‘Queens Recognize Queens’ Event Series Unites Women


by olivia jade

**Editors note: Olivia uses lower case lettering as a creative choice**

ojhow does a flower grow when it does not have any connection to its roots?

the life of blooming without the essential soul tools- water, sunlight, fertile soil, a story of seed and foundation of root- is one that is full of tumultuous travels and filling voids. of course, the rewards of petals in the sun can be worth all the cuts and bruises.

women are the backbone of the earth; thus, the importance of motherhood, role models, and positive stigmas of the woman are vital to keep a healthy perpetuating development of young women in this world. as part of my journey to live in my truth, i’ve curated an event series titled ‘queens recognize queens’.

my goal is to make this a space where women can come together and connect on a spiritual level through mentorship, art, wellness, and relationship-building. (because “networking” is surface level and superficial at times). the purpose of the event is to celebrate women of all diagonals and cultivate a platform for harboring connections. when i first moved back from New York, i used to complain of the lack of woman-centric communities for women of color. i’ve decided to create the change. all colors, sizes, shapes (and men) are welcomed.

the first event is this Saturday, November 12, from 4p.m. to 9p.m. it is located at thCrch, my home base on 2185 Logan Ave in the heart of Barrio Logan. entry is donation based. come and bring others who want to celebrate the spirt of women.

my mother gave birth to me when she was only 20 years old. when i was 20, i was depressed, traveling Europe, struggling in an abusive relationship with a man who clearly could not give or accept love, lost a child of my own, and struggling to keep up in school with my work. my mother gave life to a blooming flower. almost impossible when you don’t know how to pull at the roots of your own being and cut the umbilical cord for another.

my mother tried. she did.

i used to blame her for things: the losing of my virginity at such a young age, my acne, the size of my nose, my weight as an adolescent, my curly and unruly hair, why i didn’t love myself, why i felt so unloved and unworthy of love from other people, why i was so different. it wasn’t until two years ago, that i began to put things into perspective.

my mother tried. she did.

she was young when she had me and didn’t have a family foundation of her own. the family that raised me was distant. aloof. there were no ‘i love you’s’. those hid under the fabricated wrappings of presents, birthday cakes, mcdonald’s pancakes, and consumerism.

sometimes the void in a child is the intricate space of three words. they hid under the tongues of aunts and cousins and only materialized in Hallmark birthday cards. role models didn’t exist for me.

strong women figures in my life included Barbie, Skipper, and whoever was on the television that day. the very small void that existed due to the relationship between my mother and me grew and permeated different aspects of my life. how i dealt with men, how i accepted love, how i gave love, how i viewed myself, how i conducted myself and dealt with other women were all affected by the lack of foundation i had from my mother. the lack of fertile soil and ‘rootwork’ for a young flower can cause wilting under multiple suns.

the significance of women in a young girl’s life is crucial for development- socially, mentally, physically, spiritually. it wasn’t until my second grade teacher, Ms.

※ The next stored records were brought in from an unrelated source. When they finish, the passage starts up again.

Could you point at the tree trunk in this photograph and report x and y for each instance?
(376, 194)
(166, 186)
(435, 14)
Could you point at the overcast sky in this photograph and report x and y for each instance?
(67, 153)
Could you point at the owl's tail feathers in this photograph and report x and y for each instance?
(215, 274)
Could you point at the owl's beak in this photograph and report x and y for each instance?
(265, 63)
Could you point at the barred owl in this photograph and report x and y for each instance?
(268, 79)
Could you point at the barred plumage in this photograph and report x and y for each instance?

Ratcliff, came into my life did i know the power of genuine, outwardly, and unapologetic love from a woman. she was full of light and charisma. during her class, she inadvertently taught me the power of being a woman and how important it is to exude that light for the sake of others.

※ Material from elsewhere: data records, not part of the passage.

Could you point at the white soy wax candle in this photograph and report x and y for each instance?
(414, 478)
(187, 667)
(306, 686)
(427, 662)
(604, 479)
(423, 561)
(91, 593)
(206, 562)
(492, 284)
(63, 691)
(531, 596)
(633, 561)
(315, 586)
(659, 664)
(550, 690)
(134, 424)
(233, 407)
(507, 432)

gradually, I became more women-centric as influential women came into my life, and I began to appreciate my own mother more. through my self-discovery, understanding and appreciation of the woman who gave birth to me bloomed. through my own ‘rootwork’ – of forgiving, letting go, and pushing through the old memories- i was able to embrace and love others. loving myself resulted in loving others resulted in loving my mother. i returned to the roots. and now i am able to blossom and grow.

This Saturday at thChrch, let’s all come together and get back to the roots.